The handsome room with industrial touches by Crème in Brooklyn is dark and noisy. What else is new?

          The house fills quickly, even earlier tonight. Word is getting out around Chelsea, the high-ceiling’d sweep of space decked out with Portuguese tile and industrial lighting, the gentle prices. Our waiter is on the run. I can’t deny my friend Zarela the rustic fava-ramps-blood sausage toss or the razor clams with cucumber that calls for bread to mop up. I notice the waiter has forgotten to deliver a canvas bread sack.


Pickled and unpickled muscat grapes lurk alongside the chicken liver pate.

          He rushes off to fetch it and brings only the second, less compelling bread. I send him back. I haven’t imagined that the corn bread is addictive. Like me, Zarela succumbs. The two of us use it, ignoring the toast served with the chicken liver pate, cleverly paired with muscat grapes, pickled and fresh.


The chef himself delivers the iron pot baked octopus rice with green olive, coriander and lime.

          The chef has us installed in the farthest corner two-top next to the open kitchen. I watch the team hovering over the wood-fired grill, still polishing their moves, Mendes conducting. Now all he has to do is lean in to deliver our $14 half portion of chicken piri piri in chunks, charred over the embers.


Chicken butterflied and crisply fried over the embers comes with piri piri sauce too.

          “I use my mom’s marinade,” he confides. “Vinho verde -- a spritzy white wine -- with olive oil. Paprika, sliced onions, garlic and bay leaf.” Zarela finds the dark meat slightly too rare for her. She trades it in for white. That means I get the delicious leg and thigh.


The kitchen cooks leg of lamb over charcoal too and serves it with sea island red peas.

          Slices of lamb leg follow, not as rare as I might like, also cooked over charcoal, nested with tomato-touched Sea Island red peas. Mendes pulls the sticky Molotof soufflé from the oven and slides it in front of our noses. It gets topped with blood orange-mango sorbet. Sorbet by itself would be the best choice for me, but Zarela likes the sticky baked pudding. But no big deal, I’ll be back for petiscos.


The chef pulls the dessert Molotof, a sticky meringue fluff, from the oven alongside out table.

          By the time you read this, Lupulo will have marinated a bit more. When it didn’t open as scheduled, many waiters and some cooks went off to work elsewhere, our waiter confides. Opening day was an exercise in winging it. Our visits overlapped freshman orientation.


Decades ago I had chocolate salami in Italian places, now here it is again, a giggle from Portugal.

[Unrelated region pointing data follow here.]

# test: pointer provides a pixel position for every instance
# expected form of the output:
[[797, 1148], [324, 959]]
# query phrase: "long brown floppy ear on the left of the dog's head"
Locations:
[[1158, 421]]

          How long will Mendes inhabit every cranny here? Aldea with its cramped downstairs and isolated balcony was not a natural for stardom. But Mendes has a Michelin star there. And he does tastings at the six-seat counter where he personally cooks each dish that is served. Other chefs manage fading in and out as they expand. And some do not. We’ll see.


With Mendes calling the moves and a chef observer, the kitchen seems overcrowded.

835 Sixth Avenue between 29th and 30th. 212 290 7600. Monday to Wednesday 5:30 to midnight. Thursday through Saturday 5:30 to 2 am. Sunday 5:30 to 11 pm. Reservations accepted only for six or more.